一本の小説、生涯分の一日
めぐりあう時間たち
2003 05/17
UP:2020/04/12
死、とりわけ自殺という表現は簡単に私たちを動揺させる。それは緑遠い事件だから驚くのか? それとも没入し自分の事のように悲しむのだろうか? この映画は女性が入水自殺する衝撃的な始まり方である。しかし、彼女の最期は穏やかだった。まるでラストシーンのようだったがこれが今回の映画の象徴である。映画を通して彼女による死への考えを垣間見ることができる。彼女がなぜ死を選択したのかに注目しながら、 私は視聴した。
“THE HOURS”では3人の女性たちの一日を行き来するように描いている。 1941年に生きたヴァージニアは小説家であった。 1951年には彼女が執筆した小説を愛読する専業主婦のローラ。 2001 年では社交的なクラリッサがその小説にそっくりの一日を過ごす。
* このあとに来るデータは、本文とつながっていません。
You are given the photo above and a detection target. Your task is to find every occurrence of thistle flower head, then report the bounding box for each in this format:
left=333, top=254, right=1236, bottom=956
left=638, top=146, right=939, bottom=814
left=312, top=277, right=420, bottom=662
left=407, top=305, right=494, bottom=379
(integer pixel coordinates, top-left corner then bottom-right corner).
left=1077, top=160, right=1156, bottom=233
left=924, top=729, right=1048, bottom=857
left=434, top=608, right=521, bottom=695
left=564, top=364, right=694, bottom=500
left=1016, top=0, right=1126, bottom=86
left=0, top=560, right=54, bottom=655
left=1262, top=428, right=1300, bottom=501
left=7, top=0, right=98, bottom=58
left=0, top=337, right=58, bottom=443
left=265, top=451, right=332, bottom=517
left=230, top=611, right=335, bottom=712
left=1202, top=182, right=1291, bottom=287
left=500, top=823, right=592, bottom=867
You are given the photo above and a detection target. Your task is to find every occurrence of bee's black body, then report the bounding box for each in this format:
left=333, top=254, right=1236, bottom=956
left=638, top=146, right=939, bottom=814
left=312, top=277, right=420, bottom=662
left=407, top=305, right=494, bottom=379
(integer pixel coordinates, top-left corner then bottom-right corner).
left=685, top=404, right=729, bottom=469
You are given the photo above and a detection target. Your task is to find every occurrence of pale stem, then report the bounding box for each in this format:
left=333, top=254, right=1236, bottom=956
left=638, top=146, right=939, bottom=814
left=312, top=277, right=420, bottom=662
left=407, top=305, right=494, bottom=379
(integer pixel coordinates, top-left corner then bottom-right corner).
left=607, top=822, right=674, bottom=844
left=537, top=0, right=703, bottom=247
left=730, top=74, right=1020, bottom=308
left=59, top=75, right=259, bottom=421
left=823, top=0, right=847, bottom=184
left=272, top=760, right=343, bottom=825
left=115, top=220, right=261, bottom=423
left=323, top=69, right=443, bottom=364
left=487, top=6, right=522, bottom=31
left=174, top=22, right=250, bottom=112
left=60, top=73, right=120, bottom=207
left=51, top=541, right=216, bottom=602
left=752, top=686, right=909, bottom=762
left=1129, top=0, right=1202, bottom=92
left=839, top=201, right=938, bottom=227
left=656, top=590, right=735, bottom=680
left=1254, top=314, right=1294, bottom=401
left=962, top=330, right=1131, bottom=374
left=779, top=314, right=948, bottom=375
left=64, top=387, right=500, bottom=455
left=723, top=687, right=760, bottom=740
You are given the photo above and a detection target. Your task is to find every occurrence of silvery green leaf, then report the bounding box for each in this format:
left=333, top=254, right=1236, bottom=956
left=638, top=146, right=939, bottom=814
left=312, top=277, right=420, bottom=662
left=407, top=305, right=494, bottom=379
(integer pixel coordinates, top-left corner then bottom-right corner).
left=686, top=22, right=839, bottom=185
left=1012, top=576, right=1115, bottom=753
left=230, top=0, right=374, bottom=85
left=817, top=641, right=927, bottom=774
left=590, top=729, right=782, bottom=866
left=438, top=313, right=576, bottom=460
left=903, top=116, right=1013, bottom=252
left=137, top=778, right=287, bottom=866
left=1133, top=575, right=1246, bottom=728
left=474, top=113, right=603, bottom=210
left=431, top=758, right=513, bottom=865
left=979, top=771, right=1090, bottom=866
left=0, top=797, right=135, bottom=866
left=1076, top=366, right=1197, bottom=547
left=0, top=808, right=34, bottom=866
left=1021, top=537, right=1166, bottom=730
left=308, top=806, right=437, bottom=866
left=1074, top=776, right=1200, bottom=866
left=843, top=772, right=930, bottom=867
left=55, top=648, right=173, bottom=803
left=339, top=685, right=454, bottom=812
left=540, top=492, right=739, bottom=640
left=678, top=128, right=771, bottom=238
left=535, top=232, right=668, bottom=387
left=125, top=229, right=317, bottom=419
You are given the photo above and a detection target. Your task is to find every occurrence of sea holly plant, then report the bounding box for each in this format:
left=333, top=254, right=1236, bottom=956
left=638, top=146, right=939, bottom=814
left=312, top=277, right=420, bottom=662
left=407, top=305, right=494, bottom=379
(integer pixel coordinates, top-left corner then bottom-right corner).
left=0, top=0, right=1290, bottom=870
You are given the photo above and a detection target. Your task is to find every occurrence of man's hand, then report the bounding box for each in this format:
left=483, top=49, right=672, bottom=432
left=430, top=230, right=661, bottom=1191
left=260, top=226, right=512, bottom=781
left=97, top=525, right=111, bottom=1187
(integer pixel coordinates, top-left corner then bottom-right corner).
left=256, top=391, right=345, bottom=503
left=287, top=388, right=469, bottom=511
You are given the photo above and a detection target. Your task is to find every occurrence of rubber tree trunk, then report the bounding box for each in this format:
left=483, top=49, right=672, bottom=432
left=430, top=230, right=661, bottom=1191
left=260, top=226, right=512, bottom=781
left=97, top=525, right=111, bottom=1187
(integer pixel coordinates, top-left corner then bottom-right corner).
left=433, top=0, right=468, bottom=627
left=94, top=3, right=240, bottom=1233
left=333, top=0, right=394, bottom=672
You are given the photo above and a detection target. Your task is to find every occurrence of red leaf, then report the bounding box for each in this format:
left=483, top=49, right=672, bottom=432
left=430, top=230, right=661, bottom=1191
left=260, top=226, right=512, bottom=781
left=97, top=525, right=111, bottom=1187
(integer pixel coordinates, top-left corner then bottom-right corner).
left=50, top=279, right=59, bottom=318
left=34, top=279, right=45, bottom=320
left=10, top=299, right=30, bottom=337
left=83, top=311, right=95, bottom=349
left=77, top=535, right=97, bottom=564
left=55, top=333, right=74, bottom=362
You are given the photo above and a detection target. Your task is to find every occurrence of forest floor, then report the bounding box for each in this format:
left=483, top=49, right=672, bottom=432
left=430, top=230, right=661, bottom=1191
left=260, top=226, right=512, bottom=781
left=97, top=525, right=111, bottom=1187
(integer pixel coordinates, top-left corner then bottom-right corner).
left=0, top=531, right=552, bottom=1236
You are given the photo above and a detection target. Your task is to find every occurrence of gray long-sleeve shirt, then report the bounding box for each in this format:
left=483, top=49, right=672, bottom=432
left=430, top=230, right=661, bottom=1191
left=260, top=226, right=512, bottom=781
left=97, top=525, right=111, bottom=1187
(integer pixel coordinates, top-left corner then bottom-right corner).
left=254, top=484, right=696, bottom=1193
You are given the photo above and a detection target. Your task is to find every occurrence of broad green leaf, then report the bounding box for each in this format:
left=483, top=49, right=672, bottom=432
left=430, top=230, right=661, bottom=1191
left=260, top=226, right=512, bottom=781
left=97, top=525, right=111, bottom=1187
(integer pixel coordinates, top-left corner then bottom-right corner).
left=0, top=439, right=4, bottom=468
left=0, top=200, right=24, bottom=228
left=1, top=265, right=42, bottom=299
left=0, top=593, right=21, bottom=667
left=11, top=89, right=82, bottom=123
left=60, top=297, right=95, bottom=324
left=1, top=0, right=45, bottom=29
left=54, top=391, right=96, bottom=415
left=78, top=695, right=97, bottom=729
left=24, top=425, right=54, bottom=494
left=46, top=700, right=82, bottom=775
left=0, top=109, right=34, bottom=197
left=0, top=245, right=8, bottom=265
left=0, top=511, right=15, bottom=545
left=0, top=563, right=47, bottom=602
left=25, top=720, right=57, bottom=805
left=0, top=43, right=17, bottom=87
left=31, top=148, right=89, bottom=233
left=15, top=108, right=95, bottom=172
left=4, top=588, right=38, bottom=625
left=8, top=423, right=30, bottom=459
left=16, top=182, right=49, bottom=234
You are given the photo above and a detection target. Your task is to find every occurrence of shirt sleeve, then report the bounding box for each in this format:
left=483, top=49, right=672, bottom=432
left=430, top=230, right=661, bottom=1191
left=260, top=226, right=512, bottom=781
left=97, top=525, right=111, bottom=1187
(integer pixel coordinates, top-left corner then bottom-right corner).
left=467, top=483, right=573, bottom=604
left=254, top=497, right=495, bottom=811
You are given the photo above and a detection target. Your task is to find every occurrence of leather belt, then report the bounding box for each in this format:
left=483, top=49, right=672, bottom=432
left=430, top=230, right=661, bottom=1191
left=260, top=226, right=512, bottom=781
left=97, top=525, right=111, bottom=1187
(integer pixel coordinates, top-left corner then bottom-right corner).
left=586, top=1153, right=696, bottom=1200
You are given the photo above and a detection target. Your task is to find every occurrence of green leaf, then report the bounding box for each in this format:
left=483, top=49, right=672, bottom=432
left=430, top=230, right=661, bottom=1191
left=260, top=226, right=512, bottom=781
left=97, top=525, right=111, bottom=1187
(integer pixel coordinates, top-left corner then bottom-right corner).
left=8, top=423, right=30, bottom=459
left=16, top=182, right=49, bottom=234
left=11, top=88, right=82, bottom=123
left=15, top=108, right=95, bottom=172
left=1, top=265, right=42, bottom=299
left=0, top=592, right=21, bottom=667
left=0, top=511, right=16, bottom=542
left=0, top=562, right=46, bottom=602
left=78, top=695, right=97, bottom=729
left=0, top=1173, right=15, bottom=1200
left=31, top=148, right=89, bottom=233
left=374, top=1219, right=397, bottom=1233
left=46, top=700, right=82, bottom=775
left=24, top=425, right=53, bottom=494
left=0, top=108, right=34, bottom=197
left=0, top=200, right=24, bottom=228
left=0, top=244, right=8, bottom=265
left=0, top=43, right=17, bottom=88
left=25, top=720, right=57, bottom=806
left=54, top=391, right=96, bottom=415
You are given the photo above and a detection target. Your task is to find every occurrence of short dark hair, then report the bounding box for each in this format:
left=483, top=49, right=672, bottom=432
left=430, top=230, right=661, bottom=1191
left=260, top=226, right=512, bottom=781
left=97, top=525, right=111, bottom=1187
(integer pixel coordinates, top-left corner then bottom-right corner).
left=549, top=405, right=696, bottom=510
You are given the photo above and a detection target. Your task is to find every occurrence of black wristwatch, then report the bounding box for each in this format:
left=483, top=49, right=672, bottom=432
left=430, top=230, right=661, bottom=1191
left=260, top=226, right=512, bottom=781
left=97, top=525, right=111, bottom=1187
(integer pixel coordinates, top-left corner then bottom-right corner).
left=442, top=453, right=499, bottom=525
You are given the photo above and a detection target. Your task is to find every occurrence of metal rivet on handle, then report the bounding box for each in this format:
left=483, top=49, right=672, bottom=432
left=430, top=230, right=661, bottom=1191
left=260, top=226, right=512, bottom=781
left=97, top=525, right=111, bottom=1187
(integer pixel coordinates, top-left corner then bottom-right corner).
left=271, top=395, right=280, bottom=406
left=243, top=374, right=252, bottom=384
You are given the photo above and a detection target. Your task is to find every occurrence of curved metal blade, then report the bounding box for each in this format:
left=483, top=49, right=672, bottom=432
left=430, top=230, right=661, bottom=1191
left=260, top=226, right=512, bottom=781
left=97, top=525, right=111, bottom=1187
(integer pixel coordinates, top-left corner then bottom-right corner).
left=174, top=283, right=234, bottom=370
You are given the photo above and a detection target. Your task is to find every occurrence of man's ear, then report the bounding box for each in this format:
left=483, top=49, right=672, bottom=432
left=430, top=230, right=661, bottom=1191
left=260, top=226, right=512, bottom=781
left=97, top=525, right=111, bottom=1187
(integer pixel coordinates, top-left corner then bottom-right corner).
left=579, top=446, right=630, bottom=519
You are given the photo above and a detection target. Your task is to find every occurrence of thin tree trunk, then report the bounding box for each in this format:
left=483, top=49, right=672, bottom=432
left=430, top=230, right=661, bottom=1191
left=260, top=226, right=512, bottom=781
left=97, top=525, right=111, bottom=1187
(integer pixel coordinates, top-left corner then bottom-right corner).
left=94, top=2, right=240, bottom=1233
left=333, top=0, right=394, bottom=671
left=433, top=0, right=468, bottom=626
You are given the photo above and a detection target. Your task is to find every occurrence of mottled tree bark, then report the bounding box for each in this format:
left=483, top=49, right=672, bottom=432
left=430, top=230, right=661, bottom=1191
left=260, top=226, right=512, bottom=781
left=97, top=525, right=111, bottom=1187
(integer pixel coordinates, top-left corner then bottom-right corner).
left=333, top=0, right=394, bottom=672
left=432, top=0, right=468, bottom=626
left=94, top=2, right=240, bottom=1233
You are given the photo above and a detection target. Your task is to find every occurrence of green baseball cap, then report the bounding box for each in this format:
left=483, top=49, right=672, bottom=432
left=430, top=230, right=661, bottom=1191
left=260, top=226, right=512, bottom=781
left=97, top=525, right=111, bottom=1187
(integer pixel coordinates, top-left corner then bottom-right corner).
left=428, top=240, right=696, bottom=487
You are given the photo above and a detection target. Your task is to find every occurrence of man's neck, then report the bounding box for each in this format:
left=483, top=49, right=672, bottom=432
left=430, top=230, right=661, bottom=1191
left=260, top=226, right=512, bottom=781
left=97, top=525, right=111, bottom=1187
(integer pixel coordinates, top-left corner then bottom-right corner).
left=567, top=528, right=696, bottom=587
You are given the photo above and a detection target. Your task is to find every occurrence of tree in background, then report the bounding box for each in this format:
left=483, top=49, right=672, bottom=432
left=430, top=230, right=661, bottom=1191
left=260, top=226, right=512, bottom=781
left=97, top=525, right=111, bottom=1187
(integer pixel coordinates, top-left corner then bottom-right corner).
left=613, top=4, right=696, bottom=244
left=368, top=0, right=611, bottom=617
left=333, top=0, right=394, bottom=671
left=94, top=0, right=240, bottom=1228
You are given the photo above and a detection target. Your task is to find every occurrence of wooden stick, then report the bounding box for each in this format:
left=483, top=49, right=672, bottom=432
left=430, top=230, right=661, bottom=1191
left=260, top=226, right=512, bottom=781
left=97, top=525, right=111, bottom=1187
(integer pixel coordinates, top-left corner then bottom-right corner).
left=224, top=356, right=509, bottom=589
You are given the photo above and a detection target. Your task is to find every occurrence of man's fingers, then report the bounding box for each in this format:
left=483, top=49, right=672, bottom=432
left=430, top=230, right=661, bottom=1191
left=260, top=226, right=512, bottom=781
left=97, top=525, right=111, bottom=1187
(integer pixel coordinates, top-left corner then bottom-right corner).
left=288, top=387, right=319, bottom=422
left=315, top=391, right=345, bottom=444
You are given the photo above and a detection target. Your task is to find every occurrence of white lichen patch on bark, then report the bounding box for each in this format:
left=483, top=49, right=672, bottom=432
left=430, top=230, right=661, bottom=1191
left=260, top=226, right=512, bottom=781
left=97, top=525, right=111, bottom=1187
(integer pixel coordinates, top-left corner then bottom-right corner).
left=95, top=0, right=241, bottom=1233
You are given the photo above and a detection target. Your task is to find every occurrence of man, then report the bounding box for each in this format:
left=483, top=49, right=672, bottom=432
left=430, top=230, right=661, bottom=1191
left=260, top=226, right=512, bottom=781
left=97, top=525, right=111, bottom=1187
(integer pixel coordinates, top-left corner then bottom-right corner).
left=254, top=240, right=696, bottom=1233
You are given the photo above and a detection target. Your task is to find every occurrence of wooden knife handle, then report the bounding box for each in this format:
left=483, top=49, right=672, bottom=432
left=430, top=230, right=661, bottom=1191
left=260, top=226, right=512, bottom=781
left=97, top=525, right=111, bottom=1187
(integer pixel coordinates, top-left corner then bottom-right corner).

彼女たちは時に一連の動きとしてつながったり、時に同じ行動をとったりする。 3つの全く違う人生なのに違和感なくシーンが切り替わっていくのが楽しい。
彼女たちにはそれぞれパートナーがおり、何不自由ない暮らしをしているように見える。しかし、例外なく苦しみを抱いている。一番昔の彼女は心の病を抱えていた。小説を推敲しながら、言い様のない希死念慮とたたかう。その小説を読むローラは気持ちを抑圧する女性だ。彼女の家庭は平穏だが内心では逃避願望を募らせる。クラリッサは明るく見えるが、精神的に不安定な古くからの友人を支える辛い立場にある。そのことに関してだけは思わず感情的になる一面もある。三者三様の葛藤が結末に向けて収斂していく流れを見届けずにはいられない。
映画を最後まで観て、3人とも印象が強いが個人的にはヴァージニアが魅力的だった。彼女が書く「女性の生涯をある一日に込めた小説」は当映画そのものを表す。現実問題としては自殺の是非は意見が分かれるが、フィクションとして、最初から決まっていたように自然な行動であった。 それは納得して導きだした結果であると彼女自身が語る。彼女が沈んだ川の輝きが暗い結末ではないと示すようだった。